Case Studies & Clinical Evidence
Clinical data demonstrates the TRIGEN INTERTAN system’s significant impact on patient outcomes. Notably, studies report a statistically significant 54% reduction in chronic hip and thigh pain compared to only 16% observed with comparator devices (p<0.003). This substantial pain reduction translates to improved patient mobility and reduced risk of pulmonary and cardiac complications, often exacerbated by poorly managed postoperative pain.
Furthermore, a documented case study details a successful technique for removing a broken Intertan nail, including a fractured integrated screw, highlighting solutions for complex implant failures and facilitating subsequent revision surgeries. These findings underscore the system’s potential and address challenges in rare, but critical, scenarios.
Reported Reduction in Chronic Pain (54% vs. 16%)
A key clinical finding supporting the TRIGEN INTERTAN system is the substantial reduction in chronic hip and thigh pain. Studies reveal a statistically significant 54% decrease in pain levels among patients treated with INTERTAN, compared to a mere 16% reduction observed with alternative devices (p<0.003). This difference highlights INTERTAN’s potential to address a significant post-operative challenge.

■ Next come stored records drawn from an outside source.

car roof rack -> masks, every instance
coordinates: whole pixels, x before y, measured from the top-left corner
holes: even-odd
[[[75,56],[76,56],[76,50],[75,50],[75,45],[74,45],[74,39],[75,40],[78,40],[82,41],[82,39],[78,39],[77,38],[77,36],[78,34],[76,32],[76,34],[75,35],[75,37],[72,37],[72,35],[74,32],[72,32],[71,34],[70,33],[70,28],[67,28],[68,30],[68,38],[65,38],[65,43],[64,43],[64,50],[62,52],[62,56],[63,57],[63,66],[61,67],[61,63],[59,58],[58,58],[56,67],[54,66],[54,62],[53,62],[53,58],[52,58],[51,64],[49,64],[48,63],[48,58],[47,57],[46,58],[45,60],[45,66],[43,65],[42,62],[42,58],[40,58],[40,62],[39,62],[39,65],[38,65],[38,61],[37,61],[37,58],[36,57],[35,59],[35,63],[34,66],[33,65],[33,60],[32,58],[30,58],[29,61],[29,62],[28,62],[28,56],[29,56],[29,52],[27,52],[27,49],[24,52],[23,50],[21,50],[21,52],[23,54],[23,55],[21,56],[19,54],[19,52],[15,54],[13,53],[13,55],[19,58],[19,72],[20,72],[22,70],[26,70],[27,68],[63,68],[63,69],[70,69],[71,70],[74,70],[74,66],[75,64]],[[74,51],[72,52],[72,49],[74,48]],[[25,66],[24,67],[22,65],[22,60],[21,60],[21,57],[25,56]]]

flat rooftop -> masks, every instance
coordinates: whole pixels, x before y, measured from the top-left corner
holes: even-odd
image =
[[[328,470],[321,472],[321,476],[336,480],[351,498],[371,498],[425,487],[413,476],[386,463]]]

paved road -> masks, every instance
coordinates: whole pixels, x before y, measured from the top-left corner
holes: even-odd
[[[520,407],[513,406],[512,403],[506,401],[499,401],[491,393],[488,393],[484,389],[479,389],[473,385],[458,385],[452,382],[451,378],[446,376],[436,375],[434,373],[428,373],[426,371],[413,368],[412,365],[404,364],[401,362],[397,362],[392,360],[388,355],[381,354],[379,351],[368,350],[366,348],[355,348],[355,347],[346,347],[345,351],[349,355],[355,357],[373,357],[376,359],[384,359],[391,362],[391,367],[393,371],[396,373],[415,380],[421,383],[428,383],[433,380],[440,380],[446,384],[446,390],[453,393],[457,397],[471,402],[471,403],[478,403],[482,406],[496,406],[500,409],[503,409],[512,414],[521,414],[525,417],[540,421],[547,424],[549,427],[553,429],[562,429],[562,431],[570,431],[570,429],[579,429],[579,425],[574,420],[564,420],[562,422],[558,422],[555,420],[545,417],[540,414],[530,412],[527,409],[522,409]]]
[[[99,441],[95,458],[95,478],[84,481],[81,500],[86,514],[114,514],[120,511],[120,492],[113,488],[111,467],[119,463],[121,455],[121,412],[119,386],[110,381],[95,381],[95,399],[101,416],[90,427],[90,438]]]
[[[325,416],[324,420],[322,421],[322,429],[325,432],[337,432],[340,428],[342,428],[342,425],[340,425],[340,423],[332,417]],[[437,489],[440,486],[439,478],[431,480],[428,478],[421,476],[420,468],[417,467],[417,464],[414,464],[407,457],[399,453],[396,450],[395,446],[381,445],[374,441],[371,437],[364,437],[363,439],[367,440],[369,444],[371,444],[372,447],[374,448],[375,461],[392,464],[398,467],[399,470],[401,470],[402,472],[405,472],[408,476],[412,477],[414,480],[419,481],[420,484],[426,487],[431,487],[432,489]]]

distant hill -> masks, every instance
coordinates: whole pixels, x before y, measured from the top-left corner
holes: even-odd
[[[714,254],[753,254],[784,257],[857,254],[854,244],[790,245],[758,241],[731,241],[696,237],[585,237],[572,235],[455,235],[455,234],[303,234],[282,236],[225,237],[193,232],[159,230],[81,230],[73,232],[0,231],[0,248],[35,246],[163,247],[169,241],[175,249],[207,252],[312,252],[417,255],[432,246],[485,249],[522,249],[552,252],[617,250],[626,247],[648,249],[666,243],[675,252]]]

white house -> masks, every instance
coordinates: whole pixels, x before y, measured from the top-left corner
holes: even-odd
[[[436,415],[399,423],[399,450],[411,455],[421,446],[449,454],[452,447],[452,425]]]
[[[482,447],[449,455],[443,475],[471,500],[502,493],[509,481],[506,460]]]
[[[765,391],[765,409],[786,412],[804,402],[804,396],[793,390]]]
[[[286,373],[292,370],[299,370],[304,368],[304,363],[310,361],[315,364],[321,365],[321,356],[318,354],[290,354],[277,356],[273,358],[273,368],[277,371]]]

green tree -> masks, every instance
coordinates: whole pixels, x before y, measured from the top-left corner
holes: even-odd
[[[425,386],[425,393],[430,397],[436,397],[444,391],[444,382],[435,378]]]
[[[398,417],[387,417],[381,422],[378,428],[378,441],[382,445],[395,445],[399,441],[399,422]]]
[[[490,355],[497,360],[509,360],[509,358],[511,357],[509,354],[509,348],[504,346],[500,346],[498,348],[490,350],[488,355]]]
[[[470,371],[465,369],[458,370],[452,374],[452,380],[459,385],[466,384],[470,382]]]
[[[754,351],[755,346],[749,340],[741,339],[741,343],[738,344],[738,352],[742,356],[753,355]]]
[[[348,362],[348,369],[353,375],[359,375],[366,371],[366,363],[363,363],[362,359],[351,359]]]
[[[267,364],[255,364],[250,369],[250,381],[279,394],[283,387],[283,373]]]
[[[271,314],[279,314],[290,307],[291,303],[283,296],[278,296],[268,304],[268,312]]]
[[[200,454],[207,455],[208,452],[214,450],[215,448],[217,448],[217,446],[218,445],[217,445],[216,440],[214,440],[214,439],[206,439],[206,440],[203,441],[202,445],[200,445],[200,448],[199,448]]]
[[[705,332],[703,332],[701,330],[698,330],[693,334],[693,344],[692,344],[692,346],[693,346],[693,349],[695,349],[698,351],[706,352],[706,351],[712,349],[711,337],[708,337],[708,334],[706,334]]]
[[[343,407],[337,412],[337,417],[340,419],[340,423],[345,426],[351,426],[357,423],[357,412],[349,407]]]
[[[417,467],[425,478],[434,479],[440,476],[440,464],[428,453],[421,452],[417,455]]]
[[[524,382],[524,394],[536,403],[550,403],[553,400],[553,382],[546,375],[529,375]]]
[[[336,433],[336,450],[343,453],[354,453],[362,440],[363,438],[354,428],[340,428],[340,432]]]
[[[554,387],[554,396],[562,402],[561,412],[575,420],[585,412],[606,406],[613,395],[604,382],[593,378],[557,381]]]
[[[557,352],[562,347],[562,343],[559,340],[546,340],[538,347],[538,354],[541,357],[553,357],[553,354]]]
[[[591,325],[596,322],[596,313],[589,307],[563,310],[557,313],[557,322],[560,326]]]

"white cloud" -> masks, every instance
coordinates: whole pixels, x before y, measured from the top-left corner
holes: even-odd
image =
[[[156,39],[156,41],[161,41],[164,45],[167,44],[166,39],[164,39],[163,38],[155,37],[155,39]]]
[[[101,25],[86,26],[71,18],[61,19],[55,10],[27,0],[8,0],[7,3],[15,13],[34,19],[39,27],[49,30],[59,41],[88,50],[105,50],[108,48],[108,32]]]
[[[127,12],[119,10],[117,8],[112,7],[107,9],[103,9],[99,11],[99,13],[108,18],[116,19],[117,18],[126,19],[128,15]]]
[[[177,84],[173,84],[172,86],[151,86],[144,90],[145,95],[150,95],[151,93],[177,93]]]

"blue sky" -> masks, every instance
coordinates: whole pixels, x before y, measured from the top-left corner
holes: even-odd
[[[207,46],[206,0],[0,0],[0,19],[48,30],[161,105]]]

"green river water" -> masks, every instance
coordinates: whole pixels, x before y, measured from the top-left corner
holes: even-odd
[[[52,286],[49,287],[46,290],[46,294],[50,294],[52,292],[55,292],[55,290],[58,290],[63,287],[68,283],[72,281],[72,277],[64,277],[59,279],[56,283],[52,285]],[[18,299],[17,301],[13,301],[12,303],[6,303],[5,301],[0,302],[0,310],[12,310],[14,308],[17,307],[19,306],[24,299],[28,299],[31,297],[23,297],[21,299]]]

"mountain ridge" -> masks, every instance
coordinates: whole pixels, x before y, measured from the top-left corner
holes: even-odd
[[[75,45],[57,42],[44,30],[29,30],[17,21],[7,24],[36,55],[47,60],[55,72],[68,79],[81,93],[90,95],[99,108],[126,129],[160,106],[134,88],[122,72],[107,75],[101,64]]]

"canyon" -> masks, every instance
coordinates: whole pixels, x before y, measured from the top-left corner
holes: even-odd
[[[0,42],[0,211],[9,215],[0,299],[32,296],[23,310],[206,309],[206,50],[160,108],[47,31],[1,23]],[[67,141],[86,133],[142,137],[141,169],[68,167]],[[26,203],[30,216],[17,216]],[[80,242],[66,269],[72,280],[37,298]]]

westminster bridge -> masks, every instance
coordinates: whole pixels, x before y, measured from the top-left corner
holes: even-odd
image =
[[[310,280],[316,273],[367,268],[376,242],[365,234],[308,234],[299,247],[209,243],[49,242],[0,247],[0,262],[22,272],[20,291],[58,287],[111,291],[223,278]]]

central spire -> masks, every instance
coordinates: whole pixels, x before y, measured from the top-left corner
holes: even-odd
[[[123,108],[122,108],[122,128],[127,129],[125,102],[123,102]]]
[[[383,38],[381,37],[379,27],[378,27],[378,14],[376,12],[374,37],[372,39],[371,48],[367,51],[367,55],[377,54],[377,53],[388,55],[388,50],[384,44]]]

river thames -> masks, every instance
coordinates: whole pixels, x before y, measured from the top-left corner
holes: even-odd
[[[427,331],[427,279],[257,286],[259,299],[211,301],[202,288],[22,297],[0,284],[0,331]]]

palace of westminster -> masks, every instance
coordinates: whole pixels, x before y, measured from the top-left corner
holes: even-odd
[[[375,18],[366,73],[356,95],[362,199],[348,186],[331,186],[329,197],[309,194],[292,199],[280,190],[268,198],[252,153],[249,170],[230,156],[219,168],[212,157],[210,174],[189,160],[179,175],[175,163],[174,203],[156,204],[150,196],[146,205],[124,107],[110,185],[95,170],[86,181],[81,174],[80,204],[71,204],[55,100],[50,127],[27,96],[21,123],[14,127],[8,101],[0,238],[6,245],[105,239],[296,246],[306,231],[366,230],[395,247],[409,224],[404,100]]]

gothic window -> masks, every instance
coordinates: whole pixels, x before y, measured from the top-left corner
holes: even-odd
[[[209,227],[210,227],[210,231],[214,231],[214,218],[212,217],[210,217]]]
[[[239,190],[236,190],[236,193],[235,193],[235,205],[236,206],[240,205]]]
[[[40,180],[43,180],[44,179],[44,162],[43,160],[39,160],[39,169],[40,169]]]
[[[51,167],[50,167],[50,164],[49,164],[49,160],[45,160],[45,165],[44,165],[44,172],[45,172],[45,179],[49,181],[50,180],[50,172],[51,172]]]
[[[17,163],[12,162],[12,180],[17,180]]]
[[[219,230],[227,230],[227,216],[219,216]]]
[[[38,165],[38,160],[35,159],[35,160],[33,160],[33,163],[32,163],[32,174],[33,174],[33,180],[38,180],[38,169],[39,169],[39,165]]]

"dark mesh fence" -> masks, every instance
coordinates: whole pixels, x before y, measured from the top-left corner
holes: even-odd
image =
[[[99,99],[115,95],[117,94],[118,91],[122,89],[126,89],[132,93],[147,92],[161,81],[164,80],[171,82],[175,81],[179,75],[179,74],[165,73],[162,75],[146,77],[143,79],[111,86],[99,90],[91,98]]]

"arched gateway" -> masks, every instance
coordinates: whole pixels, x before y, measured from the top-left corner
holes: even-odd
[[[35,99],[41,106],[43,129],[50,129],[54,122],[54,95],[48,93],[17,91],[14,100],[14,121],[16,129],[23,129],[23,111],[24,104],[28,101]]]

Effective pain management is crucial for restoring patient function, enabling earlier ambulation, and minimizing the risk of associated pulmonary and cardiac complications. INTERTAN’s superior pain control contributes to improved overall patient recovery and quality of life post-injury.
Case Report: Successful Broken Nail Removal
A challenging case involved a patient presenting with both a fractured INTERTAN nail and a broken integrated compression screw. Successful implant removal required a specific technique to overcome interference during the procedure. The removal of the lag screw was paramount for subsequent revision surgery, but the broken compression screw complicated this process.
This case report details a novel approach to navigate this difficulty, ensuring complete implant removal. The authors emphasize the importance of addressing such failures and offer a valuable technique for surgeons encountering similar situations. No conflicts of interest were reported by the authors, ensuring unbiased reporting of the findings.